From the beginning of time humanity has been a restless lot, perennially mindful of attributing to Almighty God a face.

In a garden called Eden, the disobedient Adam and Eve flee in terror lest they see God’s face.

On a hill called Tabor, Peter, James and John cast themselves on the ground, lest they glance at God.

Near a brook called Cedron, Judas loops a halter over a tree in despair, lest God see him.

Atop a mountain called Olivet, outside Jerusalem, there stands a church with a strange name; it is called the Church of the Our Father. The subject of today’s gospel. For it is here on Mount Olivet that a church stands over the exact spot where Jesus taught His prayer to the apostles.

If today we could put ourselves in a time capsule and project back 2000 years and recline on the grass upon Mount Olivet and listen to those words of the Lord’s Prayer, we would hear the sum and substance of Christianity. In His prayer, the eloquence of all churches fades away before its sheer simplicity.
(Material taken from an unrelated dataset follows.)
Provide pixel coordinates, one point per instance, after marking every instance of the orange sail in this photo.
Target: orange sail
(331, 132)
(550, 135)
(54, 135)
The penetrating theologies of an Augustine, an Aquinas, a Luther, or a Calvin, grow pale. The fervor of an Xavier or a Paul is feebled. The intellectual genius of the Greeks and Romans fades away into a misty oblivion. Let’s for a moment today review Christ’s historic and meaningful words.

In the Judaism of Jesus’ time, it was customary for individual religious groups to have their own distinctive prayers and practices. Among such groups may be included the desert followers of John the Baptist. Therefore, in today’s Gospel, when an anonymous disciple requests Jesus to “teach us to pray, just as John taught his disciples,” he is asking for a distinctive prayer that will mark Christ’s disciples off from other groups. In fulfilling this request, Jesus recites the prayer we call the “Our Father” or “Lord’s Prayer.” Nowhere in the sayings of Jesus is there a more profound summary of the central thrust and elements of His teachings. Indeed, it is certain that the disciples were shocked when Jesus instructed them to address God with the word, “Abba,” meaning “Father.” It represented a radical departure from their entire tradition of addressing God in prayer. The word Jesus uses for Father – “Abba” – was an every day, personal form, as might be used by a child to address his earthly father.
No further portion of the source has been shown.